A nursing student tends to "Stan," a
sophisticated, life-sized dummy at FSU's
Human Performance Laboratory whose
vital signs can be programmed to
simulate a variety of medical conditions.

A nursing student assigned to check a heart patient’s vital statistics enters the patient’s room. Suddenly, the patient stops breathing and exhibits an erratic heartbeat. What steps must the nursing student take to ensure that the patient doesn’t die before a
better-trained medical professional can arrive?

Fortunately, in this instance the emergency was merely a simulation. The "patient"—a blinking, breathing and fairly lifelike mannequin named "Stan"—spends his days (and nights) in a hospital bed located in the Human Performance Laboratory at Florida State University’s Learning Systems Institute.

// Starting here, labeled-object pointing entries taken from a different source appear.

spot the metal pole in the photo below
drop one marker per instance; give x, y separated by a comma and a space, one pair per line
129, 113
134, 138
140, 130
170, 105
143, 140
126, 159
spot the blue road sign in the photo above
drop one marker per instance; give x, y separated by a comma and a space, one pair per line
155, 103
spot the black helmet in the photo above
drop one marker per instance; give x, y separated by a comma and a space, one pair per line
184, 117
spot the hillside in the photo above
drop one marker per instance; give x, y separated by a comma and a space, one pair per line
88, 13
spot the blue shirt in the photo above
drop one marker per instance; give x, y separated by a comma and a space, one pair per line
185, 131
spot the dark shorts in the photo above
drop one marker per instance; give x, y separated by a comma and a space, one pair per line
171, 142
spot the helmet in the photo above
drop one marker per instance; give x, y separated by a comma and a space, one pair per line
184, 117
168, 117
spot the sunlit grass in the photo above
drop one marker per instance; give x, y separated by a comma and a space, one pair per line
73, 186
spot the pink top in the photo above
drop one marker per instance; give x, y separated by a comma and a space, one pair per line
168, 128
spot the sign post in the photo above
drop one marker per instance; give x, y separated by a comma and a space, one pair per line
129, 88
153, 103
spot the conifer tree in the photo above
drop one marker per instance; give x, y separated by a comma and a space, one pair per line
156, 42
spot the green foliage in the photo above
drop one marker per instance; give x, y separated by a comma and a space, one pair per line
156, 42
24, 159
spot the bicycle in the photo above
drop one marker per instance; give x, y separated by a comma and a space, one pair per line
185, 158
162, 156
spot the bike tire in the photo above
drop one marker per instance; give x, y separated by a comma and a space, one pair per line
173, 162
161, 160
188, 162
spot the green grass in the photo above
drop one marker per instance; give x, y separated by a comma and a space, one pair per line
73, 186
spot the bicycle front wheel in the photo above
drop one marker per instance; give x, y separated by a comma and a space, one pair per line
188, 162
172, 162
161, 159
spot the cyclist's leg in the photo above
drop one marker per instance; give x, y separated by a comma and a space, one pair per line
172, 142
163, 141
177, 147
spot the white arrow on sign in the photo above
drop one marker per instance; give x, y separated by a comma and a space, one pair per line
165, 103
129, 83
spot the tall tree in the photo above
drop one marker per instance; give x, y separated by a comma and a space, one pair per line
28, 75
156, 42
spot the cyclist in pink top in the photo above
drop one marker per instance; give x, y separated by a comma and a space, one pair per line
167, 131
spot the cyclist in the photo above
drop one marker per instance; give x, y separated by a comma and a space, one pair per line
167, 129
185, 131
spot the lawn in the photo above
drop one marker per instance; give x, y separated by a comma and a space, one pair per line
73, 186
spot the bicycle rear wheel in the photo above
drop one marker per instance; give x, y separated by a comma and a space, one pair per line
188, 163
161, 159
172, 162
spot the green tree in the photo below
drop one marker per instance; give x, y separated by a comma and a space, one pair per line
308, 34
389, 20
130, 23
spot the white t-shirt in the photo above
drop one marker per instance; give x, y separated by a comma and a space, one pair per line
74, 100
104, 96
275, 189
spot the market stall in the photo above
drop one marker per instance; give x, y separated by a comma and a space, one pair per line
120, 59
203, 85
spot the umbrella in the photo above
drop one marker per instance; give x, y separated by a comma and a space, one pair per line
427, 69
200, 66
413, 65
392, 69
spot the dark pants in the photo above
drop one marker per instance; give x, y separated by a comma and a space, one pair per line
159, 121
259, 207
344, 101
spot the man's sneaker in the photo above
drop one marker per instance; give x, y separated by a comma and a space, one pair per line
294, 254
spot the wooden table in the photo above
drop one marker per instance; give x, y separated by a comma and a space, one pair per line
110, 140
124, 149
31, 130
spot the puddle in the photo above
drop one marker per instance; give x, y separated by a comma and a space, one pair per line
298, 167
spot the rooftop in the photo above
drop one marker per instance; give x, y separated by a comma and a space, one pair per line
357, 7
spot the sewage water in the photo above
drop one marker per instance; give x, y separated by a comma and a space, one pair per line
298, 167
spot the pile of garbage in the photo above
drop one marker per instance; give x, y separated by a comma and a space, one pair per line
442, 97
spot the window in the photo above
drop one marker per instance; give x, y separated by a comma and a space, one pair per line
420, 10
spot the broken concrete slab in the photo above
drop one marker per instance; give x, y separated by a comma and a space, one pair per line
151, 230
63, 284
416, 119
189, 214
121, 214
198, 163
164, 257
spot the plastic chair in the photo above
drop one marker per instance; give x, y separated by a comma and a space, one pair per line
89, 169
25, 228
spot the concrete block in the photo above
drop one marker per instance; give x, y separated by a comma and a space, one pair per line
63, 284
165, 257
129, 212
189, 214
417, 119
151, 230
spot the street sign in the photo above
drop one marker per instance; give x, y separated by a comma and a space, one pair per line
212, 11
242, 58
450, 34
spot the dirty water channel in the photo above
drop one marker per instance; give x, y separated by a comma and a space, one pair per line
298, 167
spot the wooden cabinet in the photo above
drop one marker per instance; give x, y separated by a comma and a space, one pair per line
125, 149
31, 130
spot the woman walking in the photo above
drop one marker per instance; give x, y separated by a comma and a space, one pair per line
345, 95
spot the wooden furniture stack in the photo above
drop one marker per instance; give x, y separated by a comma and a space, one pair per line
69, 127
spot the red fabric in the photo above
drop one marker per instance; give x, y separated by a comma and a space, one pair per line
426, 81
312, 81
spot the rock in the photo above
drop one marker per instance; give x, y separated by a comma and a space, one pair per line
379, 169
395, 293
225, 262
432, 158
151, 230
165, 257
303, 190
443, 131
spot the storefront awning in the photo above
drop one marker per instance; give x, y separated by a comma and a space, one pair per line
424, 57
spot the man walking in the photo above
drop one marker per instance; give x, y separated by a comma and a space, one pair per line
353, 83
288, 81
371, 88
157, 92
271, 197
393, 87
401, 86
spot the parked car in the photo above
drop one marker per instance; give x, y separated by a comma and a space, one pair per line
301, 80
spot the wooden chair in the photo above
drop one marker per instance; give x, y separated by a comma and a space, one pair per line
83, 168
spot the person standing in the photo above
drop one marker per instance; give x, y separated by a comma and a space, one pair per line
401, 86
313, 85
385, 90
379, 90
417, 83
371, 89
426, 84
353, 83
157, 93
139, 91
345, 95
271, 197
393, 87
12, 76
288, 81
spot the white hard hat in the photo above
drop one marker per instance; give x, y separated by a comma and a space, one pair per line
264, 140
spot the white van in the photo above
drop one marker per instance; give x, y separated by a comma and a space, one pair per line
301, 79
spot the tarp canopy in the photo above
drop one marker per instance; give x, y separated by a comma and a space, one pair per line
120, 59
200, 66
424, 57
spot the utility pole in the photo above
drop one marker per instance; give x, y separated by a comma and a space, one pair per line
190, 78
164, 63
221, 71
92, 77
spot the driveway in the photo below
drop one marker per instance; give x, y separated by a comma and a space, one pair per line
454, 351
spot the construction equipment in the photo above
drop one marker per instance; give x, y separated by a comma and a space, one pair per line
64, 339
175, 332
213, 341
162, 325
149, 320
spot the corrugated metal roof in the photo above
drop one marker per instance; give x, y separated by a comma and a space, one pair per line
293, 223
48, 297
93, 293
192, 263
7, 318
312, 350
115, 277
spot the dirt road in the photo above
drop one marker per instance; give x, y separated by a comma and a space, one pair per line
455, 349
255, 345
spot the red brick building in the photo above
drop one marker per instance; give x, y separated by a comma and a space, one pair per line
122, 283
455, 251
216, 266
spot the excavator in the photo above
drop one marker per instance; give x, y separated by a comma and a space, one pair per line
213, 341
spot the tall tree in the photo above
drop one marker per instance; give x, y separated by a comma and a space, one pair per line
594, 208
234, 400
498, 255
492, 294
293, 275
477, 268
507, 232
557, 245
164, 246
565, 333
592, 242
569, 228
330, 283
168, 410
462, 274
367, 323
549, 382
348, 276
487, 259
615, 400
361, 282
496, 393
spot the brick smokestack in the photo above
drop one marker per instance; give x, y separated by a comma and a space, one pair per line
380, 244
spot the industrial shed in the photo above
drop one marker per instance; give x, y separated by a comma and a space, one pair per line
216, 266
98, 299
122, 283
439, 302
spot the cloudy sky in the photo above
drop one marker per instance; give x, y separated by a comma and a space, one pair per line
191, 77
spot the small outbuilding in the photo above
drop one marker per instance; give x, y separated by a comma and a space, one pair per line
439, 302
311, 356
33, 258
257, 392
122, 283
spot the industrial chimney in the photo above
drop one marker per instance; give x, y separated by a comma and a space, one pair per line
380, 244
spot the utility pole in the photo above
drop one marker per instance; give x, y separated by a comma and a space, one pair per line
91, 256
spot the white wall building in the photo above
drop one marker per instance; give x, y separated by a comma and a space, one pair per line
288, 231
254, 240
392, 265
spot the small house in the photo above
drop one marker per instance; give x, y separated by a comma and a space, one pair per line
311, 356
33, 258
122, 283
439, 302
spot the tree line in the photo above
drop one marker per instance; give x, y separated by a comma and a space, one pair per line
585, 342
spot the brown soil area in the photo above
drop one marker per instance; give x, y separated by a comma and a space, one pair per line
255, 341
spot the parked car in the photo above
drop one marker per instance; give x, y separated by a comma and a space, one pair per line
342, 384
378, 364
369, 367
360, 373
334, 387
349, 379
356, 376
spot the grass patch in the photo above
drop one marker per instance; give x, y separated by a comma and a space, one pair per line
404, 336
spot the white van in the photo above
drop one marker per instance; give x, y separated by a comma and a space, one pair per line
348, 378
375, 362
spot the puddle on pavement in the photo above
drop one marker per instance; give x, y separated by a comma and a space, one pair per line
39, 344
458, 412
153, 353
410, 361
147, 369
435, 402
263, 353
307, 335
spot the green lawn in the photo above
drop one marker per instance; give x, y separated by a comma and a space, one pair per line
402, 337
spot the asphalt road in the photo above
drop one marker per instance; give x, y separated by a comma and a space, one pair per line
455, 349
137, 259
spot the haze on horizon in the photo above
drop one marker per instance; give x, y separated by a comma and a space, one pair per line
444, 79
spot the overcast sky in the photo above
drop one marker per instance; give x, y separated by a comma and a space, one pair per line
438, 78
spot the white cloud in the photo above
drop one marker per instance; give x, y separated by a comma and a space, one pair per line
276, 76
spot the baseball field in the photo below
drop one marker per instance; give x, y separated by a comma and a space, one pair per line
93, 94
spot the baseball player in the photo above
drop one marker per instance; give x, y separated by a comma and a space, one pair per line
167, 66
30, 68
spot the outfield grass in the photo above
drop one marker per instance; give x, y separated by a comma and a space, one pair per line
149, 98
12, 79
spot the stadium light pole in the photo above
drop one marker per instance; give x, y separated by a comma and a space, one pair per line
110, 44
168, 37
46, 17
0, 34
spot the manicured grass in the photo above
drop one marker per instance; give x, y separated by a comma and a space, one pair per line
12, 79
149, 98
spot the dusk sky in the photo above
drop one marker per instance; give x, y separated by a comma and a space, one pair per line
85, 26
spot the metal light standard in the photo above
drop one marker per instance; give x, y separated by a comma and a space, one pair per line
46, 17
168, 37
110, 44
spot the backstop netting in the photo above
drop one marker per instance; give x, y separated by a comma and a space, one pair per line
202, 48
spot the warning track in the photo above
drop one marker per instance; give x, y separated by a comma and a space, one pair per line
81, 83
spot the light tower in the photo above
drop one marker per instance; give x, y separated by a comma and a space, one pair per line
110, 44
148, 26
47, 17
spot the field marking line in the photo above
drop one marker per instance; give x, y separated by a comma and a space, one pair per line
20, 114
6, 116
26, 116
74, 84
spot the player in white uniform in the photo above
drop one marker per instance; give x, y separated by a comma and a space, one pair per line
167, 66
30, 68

Stan’s job—and that of researchers who comprise the lab’s Expert Performance Research Team—is to determine how stress affects the decision-making ability of people who work in professions in which a split-second judgment can spell the difference between life and death for themselves or others.

"By measuring the performance of people with varying levels of expertise, we are able to develop a better sense of how a person with a high level of expertise is able to excel under stressful conditions that might paralyze a novice," said David W. Eccles, an FSU assistant professor and research-team member who serves on the faculty of both the Learning Systems Institute and the College of Education. "Over time, this will help us to develop new training protocols that better prepare people to make critical decisions while under duress."

The medical simulation room is just one of several state-of-the-art apparatuses used to gauge performance levels in various professions at the Human Performance Lab. In an adjacent room, a theater-size movie screen is used to assess the reactions of law-enforcement professionals as they are exposed to scenarios that may or may not require them to draw and fire their (simulated) weapons. Other research involves testing the reactions of athletes as they react to situations that they are likely to encounter in game situations.

Putting both experts and novices through critical scenarios such as these, laboratory researchers don’t just observe the differences in subjects’ performance. They also take measurements from participants that include reaction time, eye and body movements, and heart rate, perspiration and blood-pressure changes. In addition, researchers use interviewing techniques they have developed to understand the differences in subjects’ minds.

"We’re looking at how people think and how that thinking affects how they perform," said Paul Ward, an FSU assistant professor and research-team member who serves on the faculty of both the Learning Systems Institute and the FSU department of psychology.

The Human Performance Laboratory (www.lsi.fsu.edu/cepr/index.html) was established at FSU in 2004 through congressional funds administered by the Office of Naval Research. The Navy’s interest in human-performance research lay in its potential to identify those cognitive mechanisms that influence skilled performance among Navy personnel, especially in combat situations.

"The innovative studies currently under way in the Human Performance Laboratory and the study of situation awareness during periods of stress are excellent examples of the benefits associated with multidisciplinary research efforts for which the Learning Systems Institute is known worldwide," said institute Director Laura Hassler Lang. "In addition to Dr. Eccles and Dr. Ward, K. Anders Ericsson, FSU’s Conradi Eminent Scholar and a professor in the department of psychology, played a key role in developing the lab’s research agenda, and others, including Jim Whyte of the College of Nursing, collaborated to extend the lab’s capabilities.

"We are very excited about the potential applications of this work to other research areas," Lang said, "and have submitted proposals to extend our work to the study of other domains, including education and personal finance."